A day in the life of a junkie
Remember the television sitcom “Sanford and Son”? It was that very show that fueled my interest in being a junkie and awakened a truth within my soul that would surface many years later.
Sanford and Son starred Redd Foxx as Fred G. Sanford, a 65-year-old junk dealer living at 9114 S. Central Ave. in the Watts neighborhood of southern Los Angeles, Calif., and Demond Wilson as his 28-year-old son, Lamont Sanford. Sanford was a sarcastic, stubborn and argumentative antique and junk dealer, whose frequent money-making schemes routinely backfired and created more troubles.
I enjoyed the hilarious antics created by the show’s characters, but it was all the “good junk” Fred and his son had piled up in the yard and all through their house that intrigued me the most.
I am not sure when the fever actually hit me, then again I have come to believe I was born with the love for “junking” and that trait was directly inherited from my daddy and his people.
Daddy has always had several jobs at one time, one of which included making extra money from scrap metal that he would load up and deliver to a junk yard.

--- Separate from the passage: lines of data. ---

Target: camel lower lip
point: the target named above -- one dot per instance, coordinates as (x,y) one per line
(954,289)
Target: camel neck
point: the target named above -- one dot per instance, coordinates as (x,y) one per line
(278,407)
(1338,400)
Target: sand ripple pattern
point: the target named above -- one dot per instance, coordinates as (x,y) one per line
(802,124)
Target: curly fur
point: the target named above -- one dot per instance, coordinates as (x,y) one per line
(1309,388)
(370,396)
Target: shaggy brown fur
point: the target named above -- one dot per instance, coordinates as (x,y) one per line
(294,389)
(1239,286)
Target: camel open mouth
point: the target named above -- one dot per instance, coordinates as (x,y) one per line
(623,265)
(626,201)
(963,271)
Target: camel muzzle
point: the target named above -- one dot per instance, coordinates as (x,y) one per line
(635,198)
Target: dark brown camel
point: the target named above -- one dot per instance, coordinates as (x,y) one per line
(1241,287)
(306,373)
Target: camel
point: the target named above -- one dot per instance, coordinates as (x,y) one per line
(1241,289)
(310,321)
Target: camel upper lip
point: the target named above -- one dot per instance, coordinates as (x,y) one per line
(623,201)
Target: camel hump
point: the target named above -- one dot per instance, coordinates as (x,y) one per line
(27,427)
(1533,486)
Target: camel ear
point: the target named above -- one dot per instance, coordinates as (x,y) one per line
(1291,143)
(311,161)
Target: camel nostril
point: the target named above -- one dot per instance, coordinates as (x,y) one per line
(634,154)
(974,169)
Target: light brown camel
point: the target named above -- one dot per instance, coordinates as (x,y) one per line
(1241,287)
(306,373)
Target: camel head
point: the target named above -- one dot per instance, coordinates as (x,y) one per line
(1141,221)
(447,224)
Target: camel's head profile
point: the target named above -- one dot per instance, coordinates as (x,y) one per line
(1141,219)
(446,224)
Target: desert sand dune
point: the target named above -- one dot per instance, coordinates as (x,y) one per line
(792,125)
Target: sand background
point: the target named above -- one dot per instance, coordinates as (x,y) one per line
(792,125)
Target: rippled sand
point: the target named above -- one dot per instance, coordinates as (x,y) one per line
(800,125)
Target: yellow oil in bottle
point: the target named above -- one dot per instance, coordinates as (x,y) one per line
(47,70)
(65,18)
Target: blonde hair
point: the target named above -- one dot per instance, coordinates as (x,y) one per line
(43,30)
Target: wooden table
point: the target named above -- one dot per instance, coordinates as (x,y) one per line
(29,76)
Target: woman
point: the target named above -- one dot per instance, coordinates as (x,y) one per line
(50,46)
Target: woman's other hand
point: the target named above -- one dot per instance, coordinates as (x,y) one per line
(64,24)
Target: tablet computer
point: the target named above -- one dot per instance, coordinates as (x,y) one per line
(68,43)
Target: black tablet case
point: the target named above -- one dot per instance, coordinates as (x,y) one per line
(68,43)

One time when my little sister, April, and I were several years younger, we had this idea that we would paint “Sanford and Son” on the door of Daddy’s old tan pickup truck but changed our minds after thinking about the trouble we would get in if we pulled such a stunt.

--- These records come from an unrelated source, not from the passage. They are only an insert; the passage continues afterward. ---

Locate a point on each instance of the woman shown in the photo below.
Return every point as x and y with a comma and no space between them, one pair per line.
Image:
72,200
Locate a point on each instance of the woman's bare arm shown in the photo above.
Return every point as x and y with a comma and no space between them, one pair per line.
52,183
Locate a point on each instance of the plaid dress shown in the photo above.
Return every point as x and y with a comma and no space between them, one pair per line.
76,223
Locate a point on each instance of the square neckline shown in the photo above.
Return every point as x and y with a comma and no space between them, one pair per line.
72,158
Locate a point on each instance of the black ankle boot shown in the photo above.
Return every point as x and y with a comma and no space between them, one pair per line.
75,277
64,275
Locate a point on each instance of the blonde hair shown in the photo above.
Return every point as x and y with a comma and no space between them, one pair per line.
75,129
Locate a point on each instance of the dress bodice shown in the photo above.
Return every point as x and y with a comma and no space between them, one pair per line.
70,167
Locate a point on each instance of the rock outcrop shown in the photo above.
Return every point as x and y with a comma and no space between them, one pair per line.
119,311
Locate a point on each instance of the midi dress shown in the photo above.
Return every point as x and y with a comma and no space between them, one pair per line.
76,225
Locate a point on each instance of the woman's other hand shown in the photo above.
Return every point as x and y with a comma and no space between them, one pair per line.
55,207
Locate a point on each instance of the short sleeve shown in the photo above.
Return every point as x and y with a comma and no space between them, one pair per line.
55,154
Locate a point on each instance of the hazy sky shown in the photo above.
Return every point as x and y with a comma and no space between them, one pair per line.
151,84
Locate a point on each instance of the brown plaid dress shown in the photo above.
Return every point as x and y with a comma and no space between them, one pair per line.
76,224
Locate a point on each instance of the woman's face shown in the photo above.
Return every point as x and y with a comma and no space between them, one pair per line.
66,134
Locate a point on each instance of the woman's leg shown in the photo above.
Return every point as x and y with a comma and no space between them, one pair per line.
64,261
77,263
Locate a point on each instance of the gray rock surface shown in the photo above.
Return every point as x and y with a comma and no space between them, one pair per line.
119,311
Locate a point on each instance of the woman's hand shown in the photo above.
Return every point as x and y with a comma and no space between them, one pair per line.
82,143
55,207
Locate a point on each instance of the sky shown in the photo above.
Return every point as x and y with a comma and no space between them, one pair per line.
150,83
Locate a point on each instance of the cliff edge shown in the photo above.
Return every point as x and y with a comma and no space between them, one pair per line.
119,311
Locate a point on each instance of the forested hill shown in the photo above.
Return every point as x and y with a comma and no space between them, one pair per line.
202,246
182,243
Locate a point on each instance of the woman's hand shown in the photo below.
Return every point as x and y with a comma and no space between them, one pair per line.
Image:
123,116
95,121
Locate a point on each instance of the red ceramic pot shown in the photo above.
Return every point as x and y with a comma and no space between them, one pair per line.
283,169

Truth of the matter is year’s later I would come to realize how much I love junking and would proudly drive that old truck around, only it would have Sanfreda and Girls painted on the side of each door.

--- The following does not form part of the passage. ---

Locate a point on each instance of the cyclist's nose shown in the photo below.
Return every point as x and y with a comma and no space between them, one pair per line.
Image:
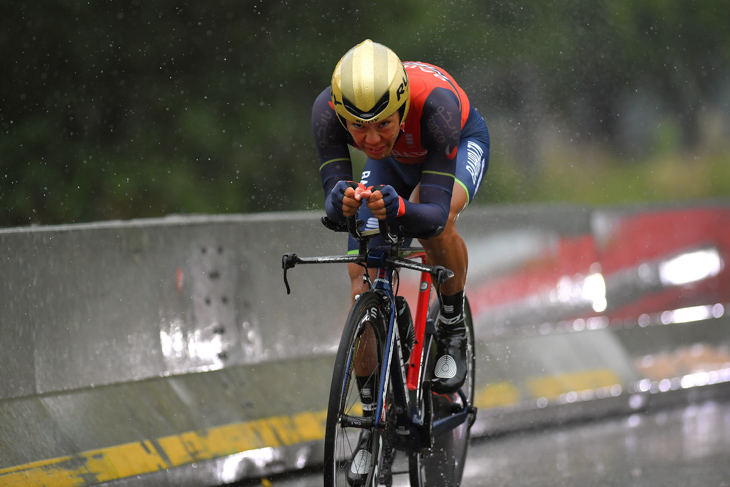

Writing has been my real job for these past few years, and I have thoroughly enjoyed it. But as each day goes by, those old thoughts of when I owned a secondhand business keep haunting me.
At this very moment my car is loaded down with “stuff” I have dragged home from the yard sale we had over the weekend.
The whole idea of having a yard sale in the first place is to get rid of things you don’t want, but oh no, not me, I have a totally different mindset.
The common sense side of my brain tells me to purge, purge, purge, the addiction side fights back with Kym you better grab that old kettle up someone may need it one day.
My common sense don’t have a loud enough voice and cannot over rule my pack-rat addiction.